MR NAGI: He was arrested and he was sentenced for seven

years. And he stayed in prison for two years and three months.

MS MAYA: For which charge was he sentenced?

MR NAGI: He was charged for helping people to escape and cross the border to Zambia.

MS MAYA: What is his name?

MR NAGI: His name is Mphanga Nagi?

MS MAYA: Did you make a statement on his behalf?

MR NAGI: Yes, I did.

MS MAYA: Do you have a request to the Commission?

MR NAGI: Yes I have a request to the Commission that we fought for this Government and we are still fighting for this Government.

MS MAYA: In other words what would you like the Government to do?

MR NAGI: I would like the Government to build a monument for the Ngquza victims.

MS MAYA: Thank you Sir. Is that all you want to say?

MR NAGI: I also have a request to the Commission to build roads for us, because we cannot get to Ngquza, because of bad roads.

MS MAYA: Thank you. I will hand over to the Chairperson.

CHAIRPERSON: Mr Poyinda can you hear me? There is something I do not see in your statement. Maybe you can clarify this matter. When you were arrested in 1971 is this connected to the Ngquza incident?

MR NAGI: I was arrested after the incident, the Ngquza incident.

CHAIRPERSON: Were there any other people who were arrested in 1970 with you?

MR NAGI: Yes, Kathla Macani and others have passed away.
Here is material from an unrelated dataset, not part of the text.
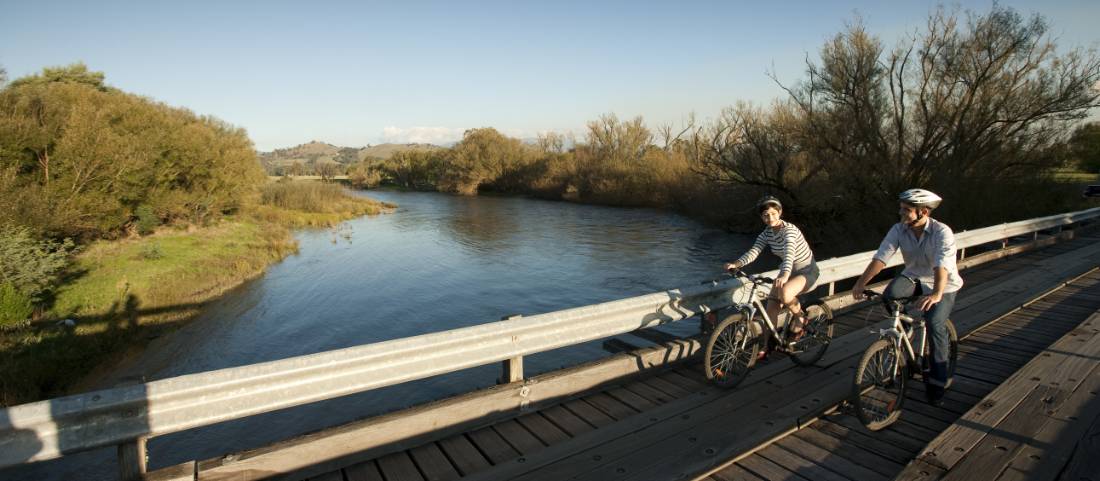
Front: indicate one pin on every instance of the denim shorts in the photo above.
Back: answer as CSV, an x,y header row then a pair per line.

CHAIRPERSON: What is the connection between your arrest in 1970 and the Ngquza incident?

MR NAGI: The police would come to our houses at night while we were sleeping and they would search for everything. They would search everything in our houses.

CHAIRPERSON: When you were questioned in the prison were there any connection between the questioning and the Ngquza incident?

MR NAGI: They were asking where Dilisa is.

CHAIRPERSON: Thank you. You may step down.

And we now call Mavis Gazula, Bekabantu Qalanyobe, Nelson Jinineka, Mvelwa Chushelwa, Nconono Mabel Nondabula, Norma Kabishi Mbwana, Nokwanda Nora Mayidume, David Zifokofe Silangwe, Nelsie Mtutuse Mayidume.

I would like to swear you in.

Mr Chairperson they have been properly sworn in.

The evidence that we led yesterday was about the Ngquza incident. We looked at this incident quite closely yesterday, in detail. You were supposed to have testified yesterday, but because we had a problem with electricity we could not continue with you.

What we needed to do yesterday is that some more evidence had to be given for a fuller picture. This is what we are going to do. We are not going from mountain to mountain with the meetings that you had.

The evidence that you are aware, that you have already given is there something that you would like to add? Perhaps each of you would get up and say that there is nothing new that I would like to add or there is something I would like to add.

Do we understand each other?

If there is something new to add please do not be shy, get up and tell us. Perhaps you would like to say that in all the evidence that has been given before the Commission there is something that has not been mentioned that I would like to mention.

This is how we are going to conduct this matter.